MXCT Maxcyte Inc

MaxCyte Signs Strategic Platform License Agreement with Legend Biotech to Accelerate Cell Therapy Discovery and Development

MaxCyte Signs Strategic Platform License Agreement with Legend Biotech to Accelerate Cell Therapy Discovery and Development

Legend Biotech obtains license to use MaxCyte’s Flow Electroporation® technology and ExPERT™ platform to support its non-viral engineered pipeline portfolio across a variety of cell types including T cells, Gamma-Delta T cells and NK Cells.

ROCKVILLE, Md., May 22, 2024 (GLOBE NEWSWIRE) -- , (Nasdaq: MXCT; LSE: MXCT), a leading, cell-engineering focused company providing enabling platform technologies to advance the discovery, development, and commercialization of next-generation cell-based therapeutics and innovative bioprocessing applications, today announced it has entered into a strategic platform license (SPL) agreement with Legend Biotech, a global leader in cell therapy.

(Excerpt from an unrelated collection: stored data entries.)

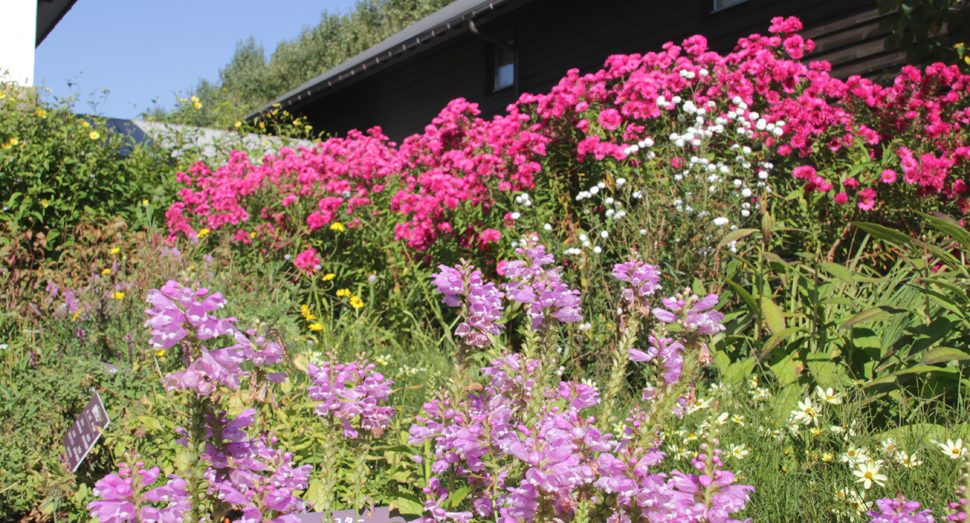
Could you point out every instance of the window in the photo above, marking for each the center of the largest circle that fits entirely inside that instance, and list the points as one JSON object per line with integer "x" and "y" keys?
{"x": 720, "y": 5}
{"x": 503, "y": 67}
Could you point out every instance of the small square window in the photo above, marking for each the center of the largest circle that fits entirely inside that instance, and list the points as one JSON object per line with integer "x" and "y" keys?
{"x": 720, "y": 5}
{"x": 503, "y": 68}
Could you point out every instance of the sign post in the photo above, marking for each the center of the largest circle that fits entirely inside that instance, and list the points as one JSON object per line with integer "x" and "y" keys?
{"x": 85, "y": 432}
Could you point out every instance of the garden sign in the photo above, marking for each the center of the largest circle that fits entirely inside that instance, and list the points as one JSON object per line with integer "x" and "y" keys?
{"x": 85, "y": 432}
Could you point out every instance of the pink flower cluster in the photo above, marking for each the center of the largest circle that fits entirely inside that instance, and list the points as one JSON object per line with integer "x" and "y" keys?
{"x": 461, "y": 164}
{"x": 352, "y": 392}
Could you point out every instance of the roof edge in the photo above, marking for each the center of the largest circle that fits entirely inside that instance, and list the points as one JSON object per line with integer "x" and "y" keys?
{"x": 453, "y": 17}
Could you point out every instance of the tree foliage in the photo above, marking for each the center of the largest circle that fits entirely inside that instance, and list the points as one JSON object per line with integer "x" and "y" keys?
{"x": 249, "y": 80}
{"x": 928, "y": 30}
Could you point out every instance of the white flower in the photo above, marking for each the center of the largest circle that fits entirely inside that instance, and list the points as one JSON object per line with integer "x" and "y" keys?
{"x": 828, "y": 395}
{"x": 806, "y": 413}
{"x": 908, "y": 461}
{"x": 738, "y": 451}
{"x": 954, "y": 449}
{"x": 890, "y": 446}
{"x": 868, "y": 473}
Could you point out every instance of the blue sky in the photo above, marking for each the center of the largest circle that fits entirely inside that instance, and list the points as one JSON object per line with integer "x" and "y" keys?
{"x": 140, "y": 49}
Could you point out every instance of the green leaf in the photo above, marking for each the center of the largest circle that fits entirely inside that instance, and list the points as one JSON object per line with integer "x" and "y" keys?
{"x": 459, "y": 495}
{"x": 774, "y": 317}
{"x": 839, "y": 272}
{"x": 883, "y": 233}
{"x": 735, "y": 235}
{"x": 777, "y": 338}
{"x": 746, "y": 297}
{"x": 873, "y": 314}
{"x": 943, "y": 355}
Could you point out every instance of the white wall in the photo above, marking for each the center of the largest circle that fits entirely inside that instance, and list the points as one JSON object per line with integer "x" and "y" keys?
{"x": 18, "y": 28}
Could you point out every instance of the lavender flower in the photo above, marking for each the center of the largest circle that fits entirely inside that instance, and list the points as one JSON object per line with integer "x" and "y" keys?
{"x": 350, "y": 392}
{"x": 898, "y": 510}
{"x": 644, "y": 278}
{"x": 483, "y": 307}
{"x": 541, "y": 290}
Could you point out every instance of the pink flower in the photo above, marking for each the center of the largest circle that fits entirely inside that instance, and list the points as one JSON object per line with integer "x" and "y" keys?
{"x": 307, "y": 261}
{"x": 610, "y": 119}
{"x": 867, "y": 199}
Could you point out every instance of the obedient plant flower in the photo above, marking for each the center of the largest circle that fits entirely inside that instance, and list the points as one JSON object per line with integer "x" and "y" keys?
{"x": 123, "y": 496}
{"x": 644, "y": 278}
{"x": 541, "y": 290}
{"x": 898, "y": 510}
{"x": 351, "y": 394}
{"x": 482, "y": 306}
{"x": 251, "y": 475}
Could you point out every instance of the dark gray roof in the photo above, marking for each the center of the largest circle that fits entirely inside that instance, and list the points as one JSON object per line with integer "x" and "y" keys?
{"x": 49, "y": 12}
{"x": 425, "y": 33}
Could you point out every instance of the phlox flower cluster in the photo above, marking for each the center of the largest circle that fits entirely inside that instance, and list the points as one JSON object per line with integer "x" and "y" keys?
{"x": 249, "y": 474}
{"x": 761, "y": 96}
{"x": 351, "y": 394}
{"x": 123, "y": 497}
{"x": 527, "y": 448}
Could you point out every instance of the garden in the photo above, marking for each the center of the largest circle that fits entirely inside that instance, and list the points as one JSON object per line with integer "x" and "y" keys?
{"x": 689, "y": 286}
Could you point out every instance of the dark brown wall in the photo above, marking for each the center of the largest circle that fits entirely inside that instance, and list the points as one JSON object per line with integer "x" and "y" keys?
{"x": 552, "y": 36}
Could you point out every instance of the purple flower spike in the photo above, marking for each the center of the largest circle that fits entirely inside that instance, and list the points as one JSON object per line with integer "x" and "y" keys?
{"x": 541, "y": 290}
{"x": 644, "y": 278}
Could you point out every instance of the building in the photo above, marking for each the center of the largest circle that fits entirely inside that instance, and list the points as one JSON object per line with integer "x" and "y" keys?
{"x": 490, "y": 51}
{"x": 24, "y": 24}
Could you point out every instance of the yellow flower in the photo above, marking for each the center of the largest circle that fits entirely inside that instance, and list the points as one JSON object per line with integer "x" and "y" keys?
{"x": 305, "y": 311}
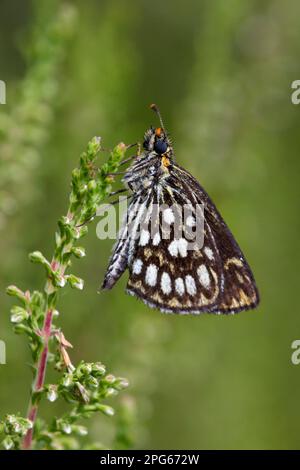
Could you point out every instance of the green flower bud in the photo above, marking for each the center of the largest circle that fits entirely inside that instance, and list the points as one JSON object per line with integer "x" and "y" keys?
{"x": 79, "y": 252}
{"x": 18, "y": 314}
{"x": 75, "y": 282}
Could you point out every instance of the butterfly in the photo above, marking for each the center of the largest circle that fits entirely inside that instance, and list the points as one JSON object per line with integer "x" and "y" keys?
{"x": 167, "y": 270}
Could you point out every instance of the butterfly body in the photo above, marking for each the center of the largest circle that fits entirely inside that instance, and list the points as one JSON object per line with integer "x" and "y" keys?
{"x": 168, "y": 269}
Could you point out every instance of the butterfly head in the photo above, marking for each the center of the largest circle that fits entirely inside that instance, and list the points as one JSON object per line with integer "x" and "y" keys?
{"x": 156, "y": 139}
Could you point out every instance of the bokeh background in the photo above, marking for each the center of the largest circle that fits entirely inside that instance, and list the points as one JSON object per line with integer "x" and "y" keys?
{"x": 221, "y": 73}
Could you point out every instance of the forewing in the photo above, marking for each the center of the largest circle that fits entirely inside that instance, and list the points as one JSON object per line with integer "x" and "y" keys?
{"x": 164, "y": 273}
{"x": 238, "y": 289}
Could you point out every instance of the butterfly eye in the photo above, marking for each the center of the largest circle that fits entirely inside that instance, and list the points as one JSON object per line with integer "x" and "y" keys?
{"x": 160, "y": 146}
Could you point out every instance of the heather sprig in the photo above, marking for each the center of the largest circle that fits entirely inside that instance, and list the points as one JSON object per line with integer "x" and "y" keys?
{"x": 84, "y": 387}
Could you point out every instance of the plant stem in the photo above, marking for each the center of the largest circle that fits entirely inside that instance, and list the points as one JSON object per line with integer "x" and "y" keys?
{"x": 86, "y": 194}
{"x": 40, "y": 377}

Under the terms of the SPL, Legend Biotech obtains a non-exclusive worldwide license to use MaxCyte’s Flow Electroporation® technology and ExPERT™ platform in connection with the research, clinical development and commercialization of cell-based therapeutical products (Licensed Products). In return, MaxCyte will be eligible to receive annual licensing fees and milestones from Legend Biotech during clinical development and, upon successful commercialization, is eligible to receive licensing fees and royalties on net sales of licensed products.

“We are looking forward to supporting Legend Biotech’s non-viral engineered cell therapy program as they expand their portfolio with new delivery modalities. As a leading provider of cell-engineered platform technologies for drug developers, our global infrastructure allows us to provide Legend Biotech with technical, scientific, and regulatory support to advance its non-viral engineered therapeutic pipeline across all major regions,” said Maher Masoud, President and CEO of MaxCyte. “We are thrilled to enable Legend Biotech in scaling and optimizing its manufacturing process to meet their expanding clinical and commercial needs.”

“MaxCyte’s clinical manufacturing platform, non-viral cell engineering technology, and regulatory expertise will support the development of our product pipeline across a wide variety of cell types and modalities,” said Ying Huang PhD, Chief Executive Officer of Legend Biotech. “Our goal is to transform the treatment landscape by creating a broad portfolio of cell therapies to help strengthen patients’ immune systems and fight disease.”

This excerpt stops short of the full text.